Medications are frequently used to treat stroke patients. Anticoagulants are often prescribed. The most commonly prescribed anticoagulants are Warfarin (Coumadin) and Heparin. Antiplatelet agents (drugs that prevent small blood components from sticking together) are also commonly used, including aspirin/extended-release dipyridamole (Aggrenox) and clopidogrel (Plavix). Calcium channel blockers and pain medications may also be prescribed.
Intravenous feeding therapy is often instituted because the patient maybe unable or have difficulty in self-feeding. When the patient has lost the swallowing reflex, it is also unsafe to administer food via the mouth. Once the patient has recovered, he or she may be placed on long term aspirin therapy. Sometimes, in severe cases, surgery might be required to repair the damage caused by the stroke. Stroke victims may suffer long term effects and follow up care with a specialist like the neurologist maybe required.
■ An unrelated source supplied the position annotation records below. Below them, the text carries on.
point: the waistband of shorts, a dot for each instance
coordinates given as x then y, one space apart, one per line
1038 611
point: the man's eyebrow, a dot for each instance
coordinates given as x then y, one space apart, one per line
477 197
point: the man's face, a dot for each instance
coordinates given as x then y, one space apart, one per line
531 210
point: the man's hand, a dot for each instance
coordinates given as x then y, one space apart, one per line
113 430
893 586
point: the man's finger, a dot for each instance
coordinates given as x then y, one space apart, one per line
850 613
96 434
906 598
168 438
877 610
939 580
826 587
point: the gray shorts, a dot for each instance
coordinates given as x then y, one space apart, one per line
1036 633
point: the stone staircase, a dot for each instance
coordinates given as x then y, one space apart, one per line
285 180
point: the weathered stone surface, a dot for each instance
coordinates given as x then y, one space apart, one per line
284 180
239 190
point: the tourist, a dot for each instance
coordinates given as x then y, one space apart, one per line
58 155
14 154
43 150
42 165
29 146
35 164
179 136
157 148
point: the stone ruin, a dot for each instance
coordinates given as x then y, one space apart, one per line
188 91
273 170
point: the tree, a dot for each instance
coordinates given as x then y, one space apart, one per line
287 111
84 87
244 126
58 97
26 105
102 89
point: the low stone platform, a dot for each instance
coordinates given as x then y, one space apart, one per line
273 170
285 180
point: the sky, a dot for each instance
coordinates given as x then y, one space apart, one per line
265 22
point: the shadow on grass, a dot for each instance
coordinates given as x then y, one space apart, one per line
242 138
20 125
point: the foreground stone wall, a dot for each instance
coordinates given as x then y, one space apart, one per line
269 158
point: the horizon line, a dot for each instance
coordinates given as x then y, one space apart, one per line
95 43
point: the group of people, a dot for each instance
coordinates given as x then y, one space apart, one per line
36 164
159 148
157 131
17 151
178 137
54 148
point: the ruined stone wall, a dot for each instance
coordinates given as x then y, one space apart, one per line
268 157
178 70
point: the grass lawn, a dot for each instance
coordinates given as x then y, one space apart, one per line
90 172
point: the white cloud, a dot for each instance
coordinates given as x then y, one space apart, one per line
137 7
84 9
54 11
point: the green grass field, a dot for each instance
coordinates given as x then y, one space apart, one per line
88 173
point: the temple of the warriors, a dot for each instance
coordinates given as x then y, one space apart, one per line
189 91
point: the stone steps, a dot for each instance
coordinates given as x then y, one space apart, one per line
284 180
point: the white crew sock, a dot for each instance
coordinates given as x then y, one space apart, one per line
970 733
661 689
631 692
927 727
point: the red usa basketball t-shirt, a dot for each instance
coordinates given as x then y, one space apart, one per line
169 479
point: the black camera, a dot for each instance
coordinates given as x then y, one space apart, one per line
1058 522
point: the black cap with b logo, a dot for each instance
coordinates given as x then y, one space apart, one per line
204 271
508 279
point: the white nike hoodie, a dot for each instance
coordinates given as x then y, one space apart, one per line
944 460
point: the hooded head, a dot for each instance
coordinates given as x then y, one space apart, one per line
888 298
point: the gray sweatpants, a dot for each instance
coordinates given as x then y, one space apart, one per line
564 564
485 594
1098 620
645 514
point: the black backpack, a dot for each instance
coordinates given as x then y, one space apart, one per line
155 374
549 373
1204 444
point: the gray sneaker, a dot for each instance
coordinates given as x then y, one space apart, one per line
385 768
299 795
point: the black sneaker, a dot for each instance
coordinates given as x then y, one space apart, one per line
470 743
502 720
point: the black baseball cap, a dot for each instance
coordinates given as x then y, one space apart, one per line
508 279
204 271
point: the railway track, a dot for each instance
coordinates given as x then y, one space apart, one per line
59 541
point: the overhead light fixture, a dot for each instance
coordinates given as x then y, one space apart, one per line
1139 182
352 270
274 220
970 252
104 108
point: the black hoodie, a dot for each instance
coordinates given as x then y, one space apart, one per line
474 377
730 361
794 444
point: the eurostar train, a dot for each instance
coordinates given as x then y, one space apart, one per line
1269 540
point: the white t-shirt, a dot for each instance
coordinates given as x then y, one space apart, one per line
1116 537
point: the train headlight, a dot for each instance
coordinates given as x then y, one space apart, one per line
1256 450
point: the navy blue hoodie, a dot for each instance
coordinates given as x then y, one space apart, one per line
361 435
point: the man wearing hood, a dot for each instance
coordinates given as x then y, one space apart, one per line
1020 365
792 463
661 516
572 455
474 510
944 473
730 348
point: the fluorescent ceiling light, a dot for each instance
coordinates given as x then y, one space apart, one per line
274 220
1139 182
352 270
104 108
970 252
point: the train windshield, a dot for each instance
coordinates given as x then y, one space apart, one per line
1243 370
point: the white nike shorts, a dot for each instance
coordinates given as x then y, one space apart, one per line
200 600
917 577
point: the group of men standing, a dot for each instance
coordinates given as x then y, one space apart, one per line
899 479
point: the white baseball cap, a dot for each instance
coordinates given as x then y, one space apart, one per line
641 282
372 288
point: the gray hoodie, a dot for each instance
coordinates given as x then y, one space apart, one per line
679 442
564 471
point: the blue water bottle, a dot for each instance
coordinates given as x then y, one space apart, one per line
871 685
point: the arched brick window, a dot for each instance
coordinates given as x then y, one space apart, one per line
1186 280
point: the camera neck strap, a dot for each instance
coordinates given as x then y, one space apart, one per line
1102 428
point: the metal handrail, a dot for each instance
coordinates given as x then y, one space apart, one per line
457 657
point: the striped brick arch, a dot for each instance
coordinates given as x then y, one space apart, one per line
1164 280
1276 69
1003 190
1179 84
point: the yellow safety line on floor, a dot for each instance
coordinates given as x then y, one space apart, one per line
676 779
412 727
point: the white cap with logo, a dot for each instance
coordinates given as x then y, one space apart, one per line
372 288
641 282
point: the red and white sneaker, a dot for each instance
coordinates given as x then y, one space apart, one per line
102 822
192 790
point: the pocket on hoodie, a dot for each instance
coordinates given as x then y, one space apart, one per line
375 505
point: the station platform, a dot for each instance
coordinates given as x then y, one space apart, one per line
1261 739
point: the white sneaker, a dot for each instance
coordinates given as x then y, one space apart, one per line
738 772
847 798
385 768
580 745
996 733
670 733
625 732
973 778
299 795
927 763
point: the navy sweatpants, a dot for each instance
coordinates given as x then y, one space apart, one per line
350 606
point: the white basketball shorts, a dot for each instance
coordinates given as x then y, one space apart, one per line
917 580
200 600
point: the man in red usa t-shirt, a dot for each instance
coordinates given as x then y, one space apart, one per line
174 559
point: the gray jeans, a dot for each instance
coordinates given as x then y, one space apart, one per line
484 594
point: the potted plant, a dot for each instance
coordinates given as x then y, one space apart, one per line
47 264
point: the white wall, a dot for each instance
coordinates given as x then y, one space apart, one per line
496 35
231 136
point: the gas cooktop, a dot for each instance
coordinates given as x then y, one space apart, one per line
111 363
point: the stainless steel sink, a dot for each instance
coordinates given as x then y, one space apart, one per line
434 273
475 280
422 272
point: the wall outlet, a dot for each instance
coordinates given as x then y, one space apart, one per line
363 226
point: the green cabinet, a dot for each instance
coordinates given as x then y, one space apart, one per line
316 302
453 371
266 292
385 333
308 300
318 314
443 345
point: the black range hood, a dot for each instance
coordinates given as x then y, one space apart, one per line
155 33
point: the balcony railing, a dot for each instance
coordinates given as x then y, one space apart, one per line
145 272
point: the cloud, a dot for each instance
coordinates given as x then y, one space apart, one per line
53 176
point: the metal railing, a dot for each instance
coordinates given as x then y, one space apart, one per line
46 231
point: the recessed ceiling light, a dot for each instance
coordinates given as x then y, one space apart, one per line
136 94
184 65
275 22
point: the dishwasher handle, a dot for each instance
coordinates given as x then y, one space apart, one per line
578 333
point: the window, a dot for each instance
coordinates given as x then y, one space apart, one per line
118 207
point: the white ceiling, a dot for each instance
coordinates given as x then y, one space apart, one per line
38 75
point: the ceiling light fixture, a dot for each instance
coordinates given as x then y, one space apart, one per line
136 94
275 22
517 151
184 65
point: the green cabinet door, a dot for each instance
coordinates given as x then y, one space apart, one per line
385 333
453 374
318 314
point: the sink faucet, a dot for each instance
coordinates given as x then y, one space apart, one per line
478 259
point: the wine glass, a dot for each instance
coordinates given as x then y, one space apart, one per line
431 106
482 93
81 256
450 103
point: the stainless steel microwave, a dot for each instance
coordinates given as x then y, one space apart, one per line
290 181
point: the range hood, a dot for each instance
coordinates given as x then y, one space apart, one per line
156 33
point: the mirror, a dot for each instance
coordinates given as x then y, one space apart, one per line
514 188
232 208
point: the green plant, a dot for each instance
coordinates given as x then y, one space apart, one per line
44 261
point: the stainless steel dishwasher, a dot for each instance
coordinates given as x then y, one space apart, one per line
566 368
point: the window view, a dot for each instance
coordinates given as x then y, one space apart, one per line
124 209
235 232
They may also need assistance with performing the activities of daily living (ADL). Examples of ADL include eating, dressing, toileting and so on. Stroke patients may need to receive care in a rehabilitative nursing home until they are well enough to receive care within their own home. Speech therapists, physiotherapists and occupational therapists can also be engaged to help the recuperation. Sometimes, stroke patients are also traumatized and also suffer emotionally from the fear of the onset of another attack and in most cases, the deterioration of the quality of life. Hence, they should also be cared for from the perspective of the psychological aspect.
Some stroke victims may experience a range of complications from their stroke, including:
• permanent loss of mobility in part of the body
• permanent loss of brain functions
• a reduced ability to care for himself or herself
• a decreased life span
• a reduced ability to communicate or interact with others
• muscle spasticity
• a reduced awareness of one side of the body
Stroke Risk Factors
The primary risk factors for the development of a stroke occur among those individuals who have
• History of heart diseases
• Alcohol abuse
• Family history of strokes
Individuals with high risk factors should be screened for hypertension and have their blood cholesterol checked regularly. Hypertensive patients should work to reduce their blood pressure to normal levels with a combination of medication, exercise, weight loss, diet and other recommendations provided by their physicians. Always remember this: Everything in moderation and seek your physician’s advice before going about on a regime to reduce your blood pressure. Some patients attempt to partake in strenuous exercises without consulting their doctor, leading to fatal endings.